Why did I have to learn the word through my field staff the first time? First off, the verb stem, “-ti”, is just two characters long, below the limit needed to search for it online. Second, kuti/-ti means at least half a dozen different things, depending on the context. Some examples:
1) Which (ati/liti/etc. with the prefix changing according to the noun class)
2) Where (kuti, “in which area/direction”/pati, “on which spot”/muti, “in which room”)
3) That (kuti)
4) Isn’t that right?
5) To say
6) To think
I got lead astray by definitions 1 and 4, when I wanted #5. A book I have called Chichewa Intensive Course by Fr. N. Salaun actually has a whole section dedicted to the various meanings of kuti in its verb form alone:
Homonyms are pretty common in Chichewa. One of my employees likes to say thatit’s not a rich language, but that’s a narrow view. Even if the vocabulary is limited (I don’t know enough of the language to be able to say) the grammar certainly is not. The construction of verbs is rather elegant, and various verbs, adjectives and nouns are related in subtly elegant ways. To pick one example, “kugula” is “to buy” and “kugulitsa” is “to sell”.
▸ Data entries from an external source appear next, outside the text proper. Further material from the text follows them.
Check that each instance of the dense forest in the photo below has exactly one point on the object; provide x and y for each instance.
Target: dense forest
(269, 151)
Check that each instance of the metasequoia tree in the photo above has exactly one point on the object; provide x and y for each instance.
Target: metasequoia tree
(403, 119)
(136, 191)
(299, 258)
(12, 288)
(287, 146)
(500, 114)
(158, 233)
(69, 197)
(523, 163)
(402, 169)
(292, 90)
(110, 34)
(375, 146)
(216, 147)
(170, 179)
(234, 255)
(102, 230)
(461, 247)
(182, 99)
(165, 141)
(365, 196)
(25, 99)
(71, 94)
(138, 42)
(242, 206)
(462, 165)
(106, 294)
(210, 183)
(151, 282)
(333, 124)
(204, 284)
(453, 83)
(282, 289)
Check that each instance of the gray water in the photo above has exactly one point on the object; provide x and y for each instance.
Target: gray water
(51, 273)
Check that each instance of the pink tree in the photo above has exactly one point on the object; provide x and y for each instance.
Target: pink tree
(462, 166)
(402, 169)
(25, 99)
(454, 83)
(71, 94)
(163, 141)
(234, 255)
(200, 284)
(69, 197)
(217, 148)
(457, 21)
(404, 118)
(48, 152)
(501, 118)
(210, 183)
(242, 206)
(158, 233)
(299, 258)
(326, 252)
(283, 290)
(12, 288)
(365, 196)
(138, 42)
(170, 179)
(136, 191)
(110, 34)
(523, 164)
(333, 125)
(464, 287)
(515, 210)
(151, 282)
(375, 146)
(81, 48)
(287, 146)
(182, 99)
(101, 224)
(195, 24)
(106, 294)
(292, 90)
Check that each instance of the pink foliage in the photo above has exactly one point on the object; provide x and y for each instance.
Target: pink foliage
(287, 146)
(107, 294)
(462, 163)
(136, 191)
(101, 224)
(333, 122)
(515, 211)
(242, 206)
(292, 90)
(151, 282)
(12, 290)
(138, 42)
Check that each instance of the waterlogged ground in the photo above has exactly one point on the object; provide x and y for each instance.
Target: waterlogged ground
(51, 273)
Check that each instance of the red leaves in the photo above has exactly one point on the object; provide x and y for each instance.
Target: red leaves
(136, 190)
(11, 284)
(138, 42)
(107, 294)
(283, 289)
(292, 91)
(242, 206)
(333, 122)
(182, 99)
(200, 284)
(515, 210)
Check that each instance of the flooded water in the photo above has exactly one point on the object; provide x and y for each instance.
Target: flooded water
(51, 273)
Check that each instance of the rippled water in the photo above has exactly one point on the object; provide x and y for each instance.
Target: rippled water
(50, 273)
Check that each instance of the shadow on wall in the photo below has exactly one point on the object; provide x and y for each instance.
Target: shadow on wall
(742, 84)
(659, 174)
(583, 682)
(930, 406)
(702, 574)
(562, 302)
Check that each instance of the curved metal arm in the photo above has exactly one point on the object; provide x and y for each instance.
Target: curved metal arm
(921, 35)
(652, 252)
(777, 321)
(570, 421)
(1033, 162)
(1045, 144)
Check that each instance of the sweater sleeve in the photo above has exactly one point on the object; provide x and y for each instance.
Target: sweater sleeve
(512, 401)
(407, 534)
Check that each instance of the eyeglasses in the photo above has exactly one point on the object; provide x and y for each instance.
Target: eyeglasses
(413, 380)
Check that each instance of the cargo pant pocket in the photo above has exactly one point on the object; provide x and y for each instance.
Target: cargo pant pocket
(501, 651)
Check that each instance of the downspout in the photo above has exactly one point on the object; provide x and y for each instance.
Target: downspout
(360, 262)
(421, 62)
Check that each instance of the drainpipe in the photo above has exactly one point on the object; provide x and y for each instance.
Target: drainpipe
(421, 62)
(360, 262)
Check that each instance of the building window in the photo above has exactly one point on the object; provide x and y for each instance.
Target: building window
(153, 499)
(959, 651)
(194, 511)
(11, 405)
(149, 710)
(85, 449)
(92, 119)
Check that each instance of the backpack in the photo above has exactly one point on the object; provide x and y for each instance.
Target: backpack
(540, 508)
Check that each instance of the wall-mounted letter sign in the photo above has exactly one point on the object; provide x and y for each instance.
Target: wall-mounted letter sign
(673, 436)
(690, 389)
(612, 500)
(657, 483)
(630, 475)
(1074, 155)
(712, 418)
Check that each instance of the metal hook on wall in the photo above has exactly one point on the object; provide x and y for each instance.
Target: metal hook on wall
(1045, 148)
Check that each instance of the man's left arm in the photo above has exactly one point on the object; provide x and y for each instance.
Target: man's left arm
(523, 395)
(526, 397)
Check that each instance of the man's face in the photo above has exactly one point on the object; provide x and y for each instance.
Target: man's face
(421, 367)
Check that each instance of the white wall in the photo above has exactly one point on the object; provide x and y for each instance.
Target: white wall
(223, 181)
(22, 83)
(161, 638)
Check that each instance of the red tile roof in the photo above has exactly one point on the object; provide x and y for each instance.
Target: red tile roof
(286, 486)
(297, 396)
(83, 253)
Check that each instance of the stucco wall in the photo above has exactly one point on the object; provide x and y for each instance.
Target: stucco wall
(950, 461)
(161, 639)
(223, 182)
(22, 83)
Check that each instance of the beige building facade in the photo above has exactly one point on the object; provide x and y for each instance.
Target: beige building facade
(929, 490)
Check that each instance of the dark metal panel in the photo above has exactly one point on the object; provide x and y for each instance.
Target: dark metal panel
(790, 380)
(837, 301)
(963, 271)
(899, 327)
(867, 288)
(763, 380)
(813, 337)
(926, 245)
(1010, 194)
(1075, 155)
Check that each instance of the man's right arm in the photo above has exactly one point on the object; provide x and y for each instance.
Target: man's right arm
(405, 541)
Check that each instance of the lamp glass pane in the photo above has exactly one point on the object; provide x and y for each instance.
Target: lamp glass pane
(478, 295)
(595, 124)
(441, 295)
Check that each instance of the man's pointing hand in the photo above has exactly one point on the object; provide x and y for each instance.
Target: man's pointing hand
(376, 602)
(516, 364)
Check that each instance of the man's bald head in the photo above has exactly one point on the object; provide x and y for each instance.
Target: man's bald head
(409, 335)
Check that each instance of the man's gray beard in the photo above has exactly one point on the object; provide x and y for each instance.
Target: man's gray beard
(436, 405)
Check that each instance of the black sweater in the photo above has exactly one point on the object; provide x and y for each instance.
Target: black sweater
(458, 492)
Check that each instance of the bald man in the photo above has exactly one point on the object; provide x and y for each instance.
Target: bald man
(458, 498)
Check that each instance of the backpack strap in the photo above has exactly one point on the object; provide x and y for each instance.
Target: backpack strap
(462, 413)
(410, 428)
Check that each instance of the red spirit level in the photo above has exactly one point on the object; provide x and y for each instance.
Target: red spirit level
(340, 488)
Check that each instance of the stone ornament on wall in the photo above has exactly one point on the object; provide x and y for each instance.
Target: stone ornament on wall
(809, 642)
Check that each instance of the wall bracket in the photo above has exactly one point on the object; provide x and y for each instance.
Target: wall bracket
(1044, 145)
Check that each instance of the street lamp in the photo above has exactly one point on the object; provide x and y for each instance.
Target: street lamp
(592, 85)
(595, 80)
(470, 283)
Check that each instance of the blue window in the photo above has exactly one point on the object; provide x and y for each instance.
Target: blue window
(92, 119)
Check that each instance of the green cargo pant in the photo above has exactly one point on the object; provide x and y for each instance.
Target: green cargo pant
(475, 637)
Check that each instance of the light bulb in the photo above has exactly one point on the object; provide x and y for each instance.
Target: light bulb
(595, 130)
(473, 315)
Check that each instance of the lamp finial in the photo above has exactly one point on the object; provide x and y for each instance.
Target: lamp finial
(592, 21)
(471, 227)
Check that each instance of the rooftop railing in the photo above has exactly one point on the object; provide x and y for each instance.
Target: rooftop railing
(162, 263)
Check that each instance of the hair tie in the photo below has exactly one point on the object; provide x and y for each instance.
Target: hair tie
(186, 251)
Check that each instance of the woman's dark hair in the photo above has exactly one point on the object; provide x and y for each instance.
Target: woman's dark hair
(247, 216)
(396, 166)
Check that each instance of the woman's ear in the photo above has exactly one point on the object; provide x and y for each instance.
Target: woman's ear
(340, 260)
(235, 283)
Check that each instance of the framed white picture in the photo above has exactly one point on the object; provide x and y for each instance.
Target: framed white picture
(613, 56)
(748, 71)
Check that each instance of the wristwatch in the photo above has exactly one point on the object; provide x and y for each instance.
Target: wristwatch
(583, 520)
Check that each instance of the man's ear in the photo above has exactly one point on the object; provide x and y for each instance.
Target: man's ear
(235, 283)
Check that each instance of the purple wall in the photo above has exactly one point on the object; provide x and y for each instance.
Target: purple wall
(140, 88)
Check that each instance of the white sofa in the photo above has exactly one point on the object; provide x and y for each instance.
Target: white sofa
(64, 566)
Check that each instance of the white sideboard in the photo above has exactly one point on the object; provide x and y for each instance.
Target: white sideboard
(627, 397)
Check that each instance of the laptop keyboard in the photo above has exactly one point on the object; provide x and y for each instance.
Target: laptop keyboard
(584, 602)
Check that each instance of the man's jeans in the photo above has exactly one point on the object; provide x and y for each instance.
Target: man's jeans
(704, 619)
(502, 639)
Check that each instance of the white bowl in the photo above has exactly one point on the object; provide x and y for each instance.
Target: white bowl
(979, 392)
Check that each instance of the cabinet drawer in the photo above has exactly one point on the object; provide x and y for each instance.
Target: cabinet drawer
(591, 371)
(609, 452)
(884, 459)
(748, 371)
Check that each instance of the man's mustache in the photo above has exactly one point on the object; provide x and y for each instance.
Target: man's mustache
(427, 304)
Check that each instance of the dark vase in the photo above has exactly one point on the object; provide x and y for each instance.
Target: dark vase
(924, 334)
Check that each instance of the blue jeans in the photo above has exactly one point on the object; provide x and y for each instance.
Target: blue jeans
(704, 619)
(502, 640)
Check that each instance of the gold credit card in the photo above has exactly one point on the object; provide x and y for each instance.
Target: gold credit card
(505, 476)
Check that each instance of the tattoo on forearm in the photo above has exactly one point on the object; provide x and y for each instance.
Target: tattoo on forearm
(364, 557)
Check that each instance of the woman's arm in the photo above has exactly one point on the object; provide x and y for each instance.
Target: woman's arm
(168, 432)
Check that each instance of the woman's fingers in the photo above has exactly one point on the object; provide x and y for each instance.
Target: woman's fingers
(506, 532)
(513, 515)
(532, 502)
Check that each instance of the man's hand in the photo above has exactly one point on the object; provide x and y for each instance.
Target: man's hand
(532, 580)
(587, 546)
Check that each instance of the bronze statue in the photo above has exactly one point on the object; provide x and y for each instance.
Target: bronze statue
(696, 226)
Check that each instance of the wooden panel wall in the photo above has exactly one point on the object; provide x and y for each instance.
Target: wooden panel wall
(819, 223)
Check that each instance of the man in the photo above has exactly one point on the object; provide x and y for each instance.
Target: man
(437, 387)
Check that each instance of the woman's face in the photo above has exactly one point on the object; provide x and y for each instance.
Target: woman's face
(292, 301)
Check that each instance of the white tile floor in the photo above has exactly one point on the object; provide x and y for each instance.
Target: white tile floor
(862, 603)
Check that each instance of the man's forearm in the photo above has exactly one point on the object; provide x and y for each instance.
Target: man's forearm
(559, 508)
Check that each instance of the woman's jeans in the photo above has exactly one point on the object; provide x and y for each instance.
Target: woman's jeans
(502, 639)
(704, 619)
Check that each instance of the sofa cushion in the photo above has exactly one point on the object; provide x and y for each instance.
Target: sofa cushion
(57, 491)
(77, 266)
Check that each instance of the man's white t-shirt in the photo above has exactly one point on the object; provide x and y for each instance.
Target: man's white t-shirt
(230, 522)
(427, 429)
However, there is one cluster of homonyms in Chichewa that is definitely an area where the language is limited, and is fairly confounding to me as a researcher. I am referring of course to “kwambiri”. It means both “a lot” and “very much”. But colloquially, either it or the adjective “-mbiri” seem to be the most common way to say “more”, “the most”, and “too much”. To pick one example of how this has tripped me up, it has meant that when I was writing survey questions for a project about vaginal drying practices, we couldn’t distinguish between a woman’s vagina being “very wet” and “too wet”, which is kind of central. On another survey, we had to totally rephrase questions about people’s most preferred time to receive income.
I’d imagine this is similar to Spanish speakers trying to translate survey questions that rely on “ser” and “estar” (which are two different senses of “to be”) for into English. Direct translation is often possible, but sometimes things are virtually untranslateable. It also speaks to a broader issue with surveys done in other countries: the fact that your survey questions have been copy-edited, field-tested and validated means almost nothing, because the actual questions your respondents will answer are the translated versions, and those will often be very different.
I am married to a Zambian and I have learned to speak the chinyanja they speak in Lusaka and Livingston. Resources on chinyanja seem hard to find, thank you for the resources you are providing here.
I have seen maningi meaning too much, while kwambili means a lot.
I.e. “Zikomo kwambili.” Sorry the spelling is different, that’s how they spell and say it in Lusaka.